As the international dairy market grows, New Zealand domestic production will not keep pace so market share will decline. “You must go outside New Zealand to produce dairy which to a degree you are in China but you would expect more. But if you can’t keep up with sheer volume production at home you should produce higher value products, so your value share doesn’t decline.”

Sixty per cent of global growth in infant formula in the last five years has come from China and Hong Kong. New Zealand has provided the raw material, but infant formula is highly branded with the biggest global food companies, Nestle, Danone, Mead Johnson and Abbott Laboratories,  having their own brands and 50% of global market share.

“Infant formula is largely milk powder with pixie dust and a strong brand. But the margins are made by the brand owners so you guys are commodity orientated and providing the raw materials. 

“Fonterra does have an infant formula brand but it’s a very new one and still at the pilot stage, so it prompts the question, why weren’t you into that earlier?”

Brands are not in the New Zealand DNA, he says. “There are examples of good regional brands if you look in Asia: Anlene is an example, but there are too few of them.
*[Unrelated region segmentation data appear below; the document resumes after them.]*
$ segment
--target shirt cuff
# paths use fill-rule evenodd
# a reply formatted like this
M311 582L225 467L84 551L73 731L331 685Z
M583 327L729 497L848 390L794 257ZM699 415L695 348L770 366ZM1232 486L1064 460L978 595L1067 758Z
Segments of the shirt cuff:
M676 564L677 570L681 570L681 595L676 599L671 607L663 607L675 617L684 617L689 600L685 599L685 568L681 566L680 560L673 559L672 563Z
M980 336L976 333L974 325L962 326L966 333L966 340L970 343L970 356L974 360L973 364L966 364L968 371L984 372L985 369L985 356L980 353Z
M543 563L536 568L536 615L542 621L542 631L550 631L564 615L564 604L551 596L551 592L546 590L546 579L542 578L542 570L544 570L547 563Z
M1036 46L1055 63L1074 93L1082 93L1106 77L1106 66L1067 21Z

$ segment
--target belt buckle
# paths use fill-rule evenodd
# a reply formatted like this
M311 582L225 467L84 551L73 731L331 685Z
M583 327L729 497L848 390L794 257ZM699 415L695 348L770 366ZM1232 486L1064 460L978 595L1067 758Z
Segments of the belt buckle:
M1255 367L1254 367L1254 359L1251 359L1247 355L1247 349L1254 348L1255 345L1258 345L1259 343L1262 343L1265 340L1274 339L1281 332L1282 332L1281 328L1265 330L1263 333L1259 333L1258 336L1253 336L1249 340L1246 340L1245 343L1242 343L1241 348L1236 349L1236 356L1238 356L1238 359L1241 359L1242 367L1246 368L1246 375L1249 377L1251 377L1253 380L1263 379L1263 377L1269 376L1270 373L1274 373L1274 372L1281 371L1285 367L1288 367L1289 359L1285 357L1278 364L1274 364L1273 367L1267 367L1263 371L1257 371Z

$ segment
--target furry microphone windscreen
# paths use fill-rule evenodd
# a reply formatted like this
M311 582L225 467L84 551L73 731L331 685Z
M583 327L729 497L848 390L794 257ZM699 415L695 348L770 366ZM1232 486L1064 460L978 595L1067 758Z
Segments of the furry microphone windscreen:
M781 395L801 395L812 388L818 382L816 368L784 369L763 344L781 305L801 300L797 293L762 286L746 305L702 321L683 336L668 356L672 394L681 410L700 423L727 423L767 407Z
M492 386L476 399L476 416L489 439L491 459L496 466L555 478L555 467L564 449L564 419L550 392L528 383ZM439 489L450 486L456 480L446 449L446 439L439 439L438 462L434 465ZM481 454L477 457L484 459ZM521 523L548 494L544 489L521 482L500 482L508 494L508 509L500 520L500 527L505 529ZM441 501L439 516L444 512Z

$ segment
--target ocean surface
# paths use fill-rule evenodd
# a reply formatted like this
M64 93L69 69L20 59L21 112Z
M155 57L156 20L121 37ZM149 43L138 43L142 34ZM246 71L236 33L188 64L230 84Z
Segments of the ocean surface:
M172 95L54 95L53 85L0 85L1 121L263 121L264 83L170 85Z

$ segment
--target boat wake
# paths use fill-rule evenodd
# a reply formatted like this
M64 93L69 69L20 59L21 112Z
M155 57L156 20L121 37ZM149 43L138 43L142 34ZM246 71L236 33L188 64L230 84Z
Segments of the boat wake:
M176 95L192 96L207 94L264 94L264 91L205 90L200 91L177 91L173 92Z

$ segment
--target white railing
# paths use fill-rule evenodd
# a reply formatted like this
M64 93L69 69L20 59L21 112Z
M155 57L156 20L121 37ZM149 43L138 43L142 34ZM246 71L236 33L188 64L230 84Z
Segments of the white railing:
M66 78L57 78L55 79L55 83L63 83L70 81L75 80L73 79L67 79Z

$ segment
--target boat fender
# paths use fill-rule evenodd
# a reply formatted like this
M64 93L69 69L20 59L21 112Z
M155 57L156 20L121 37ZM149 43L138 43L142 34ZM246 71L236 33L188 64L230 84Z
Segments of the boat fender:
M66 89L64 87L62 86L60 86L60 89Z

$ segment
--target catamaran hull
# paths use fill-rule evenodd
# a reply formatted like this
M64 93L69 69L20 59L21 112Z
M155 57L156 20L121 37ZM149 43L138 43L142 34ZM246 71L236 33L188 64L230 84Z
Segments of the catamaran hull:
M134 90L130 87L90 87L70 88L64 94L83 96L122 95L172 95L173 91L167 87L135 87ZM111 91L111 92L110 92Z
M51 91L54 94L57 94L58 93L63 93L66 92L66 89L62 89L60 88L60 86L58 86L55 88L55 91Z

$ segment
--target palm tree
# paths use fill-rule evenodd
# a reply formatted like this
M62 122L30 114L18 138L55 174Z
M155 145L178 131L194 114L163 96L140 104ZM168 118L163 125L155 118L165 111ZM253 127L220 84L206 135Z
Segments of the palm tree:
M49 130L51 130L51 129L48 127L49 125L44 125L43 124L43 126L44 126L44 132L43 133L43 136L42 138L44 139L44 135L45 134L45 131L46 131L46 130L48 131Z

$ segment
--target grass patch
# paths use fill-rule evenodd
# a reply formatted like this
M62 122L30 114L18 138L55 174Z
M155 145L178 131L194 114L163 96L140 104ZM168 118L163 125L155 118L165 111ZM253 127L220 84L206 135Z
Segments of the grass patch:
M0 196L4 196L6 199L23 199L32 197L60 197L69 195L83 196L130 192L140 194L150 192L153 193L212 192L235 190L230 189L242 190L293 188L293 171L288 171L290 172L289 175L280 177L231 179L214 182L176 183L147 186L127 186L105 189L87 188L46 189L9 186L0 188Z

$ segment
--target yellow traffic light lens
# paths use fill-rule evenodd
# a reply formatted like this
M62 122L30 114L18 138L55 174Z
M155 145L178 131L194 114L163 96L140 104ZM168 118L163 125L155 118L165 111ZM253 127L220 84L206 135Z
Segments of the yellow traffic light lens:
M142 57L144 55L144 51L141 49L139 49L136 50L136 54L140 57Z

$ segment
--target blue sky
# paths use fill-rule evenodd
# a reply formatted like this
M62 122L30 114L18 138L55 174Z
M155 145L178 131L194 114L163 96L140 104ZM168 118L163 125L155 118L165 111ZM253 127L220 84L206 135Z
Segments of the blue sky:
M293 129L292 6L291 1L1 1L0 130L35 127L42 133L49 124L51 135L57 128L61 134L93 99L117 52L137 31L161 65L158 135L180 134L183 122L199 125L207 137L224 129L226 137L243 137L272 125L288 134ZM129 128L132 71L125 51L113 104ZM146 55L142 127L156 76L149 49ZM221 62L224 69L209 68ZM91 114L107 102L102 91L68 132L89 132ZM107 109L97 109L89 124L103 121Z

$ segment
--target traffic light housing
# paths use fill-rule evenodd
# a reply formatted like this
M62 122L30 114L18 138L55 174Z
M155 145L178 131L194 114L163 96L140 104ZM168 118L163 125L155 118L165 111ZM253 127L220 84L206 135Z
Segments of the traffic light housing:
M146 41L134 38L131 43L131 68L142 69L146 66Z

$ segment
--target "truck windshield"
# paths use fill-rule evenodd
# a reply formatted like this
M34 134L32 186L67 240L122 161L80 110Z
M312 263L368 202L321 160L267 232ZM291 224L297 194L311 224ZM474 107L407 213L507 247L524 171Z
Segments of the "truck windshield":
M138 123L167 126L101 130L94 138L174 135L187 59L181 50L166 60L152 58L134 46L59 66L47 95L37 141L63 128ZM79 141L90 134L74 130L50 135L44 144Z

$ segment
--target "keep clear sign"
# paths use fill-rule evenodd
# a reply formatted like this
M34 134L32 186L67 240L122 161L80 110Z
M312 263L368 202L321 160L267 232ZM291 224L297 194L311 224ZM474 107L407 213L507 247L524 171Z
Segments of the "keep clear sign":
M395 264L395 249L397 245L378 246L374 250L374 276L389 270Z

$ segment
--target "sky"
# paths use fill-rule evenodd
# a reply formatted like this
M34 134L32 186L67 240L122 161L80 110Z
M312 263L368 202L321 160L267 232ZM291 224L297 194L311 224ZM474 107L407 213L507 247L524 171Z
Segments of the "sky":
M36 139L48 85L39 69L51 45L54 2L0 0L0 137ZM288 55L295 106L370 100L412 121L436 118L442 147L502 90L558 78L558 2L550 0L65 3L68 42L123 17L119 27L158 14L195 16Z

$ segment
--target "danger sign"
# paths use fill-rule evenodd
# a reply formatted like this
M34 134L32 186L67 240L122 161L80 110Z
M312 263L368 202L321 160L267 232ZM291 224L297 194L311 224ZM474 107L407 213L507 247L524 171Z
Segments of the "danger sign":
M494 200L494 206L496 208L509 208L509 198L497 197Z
In history you see yourselves more as commodity producers and very, very good ones.

“As the cost of production in New Zealand increases because of higher land prices, more difficulties with planning regulations and environmental requirements, it would be helpful if you were into higher value products.

“This means intellectual property, patented special ingredients or more branded products. That’s a journey you are on at the moment but you still have a very long way to go.”

Hughes says Fonterra’s need to speed up its move to higher value products is a farmer problem. “Farmers own Fonterra. Farmers tell Fonterra ‘don’t do anything clever, just sell the milk powder for as much as you can and send as much of that money back to the farm’.

“That disallows Fonterra to invest in more R&D so they can develop specialty high value food ingredients, and it gives them insufficient budgets to invest at the level they need to in brands.”

The shift requires farmer leadership, he says. “They have to at some stage say ‘send less back, invest more in brands and R&D and in the longer term that will benefit us disproportionately’. 

“But if you don’t allow that to happen, you will continue on the commodity path.”